Although estate planning documents may be signed, the estate planning process is not complete until asset titles are changed so that they can be controlled by those documents. The act of retitling assets is called “funding.” So when the estate planning attorney speaks of “funding your trust,” for example, he or she is talking about changing the title to assets which may currently be owned individually or in joint tenancy, or may be controlled by contract, into the name of the trust.
One of the biggest mistakes made in the estate planning process is to spend a lot of time and money to create great documents, but then fail to complete the funding process.
A good funding strategy is to make a comprehensive list of all assets and how they are currently titled. Next, the attorney can advise how things should be titled to fit with the estate planning documents that have been created. Then the attorney or a financial advisor can help to shepherd the asset through the ownership change paperwork.
If some asset is overlooked, or if you pass away before a recently-acquired asset can be properly funded, most plans will include a safety net called a “pour over will.” This is a special will that has one primary function – to take mistitled assets and “pour them over” into the trust or other planning entity where they belong. But you should never depend on the pour over will to handle funding. It should only be used as a last resort because, like any other will, the pour over will is required to go through the probate process…one of many things you were trying to avoid when you established your estate plan. Of course, as mentioned above, even a pour over will won’t help with assets that are controlled by contract or are owned in joint tenancy at the time of death.

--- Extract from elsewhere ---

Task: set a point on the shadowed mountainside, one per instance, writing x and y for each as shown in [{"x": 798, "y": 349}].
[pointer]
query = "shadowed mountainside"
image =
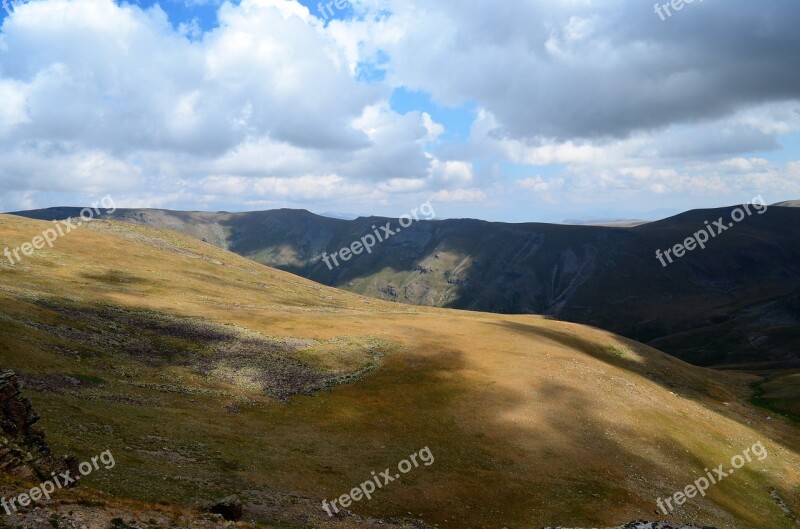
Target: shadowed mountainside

Funding is not necessarily fun, but it’s also not terribly complicated. It is primarily a matter of contacting financial institutions and providing the proper paperwork to get the account and other asset titles changed. The process can be tedious and time-consuming, and although follow-up is most often required with the involved institutions, it is not difficult. Professional advisors should have processes and procedures to help you accomplish this important task, but it’s up to you to avoid procrastination and to persevere until the funding is complete!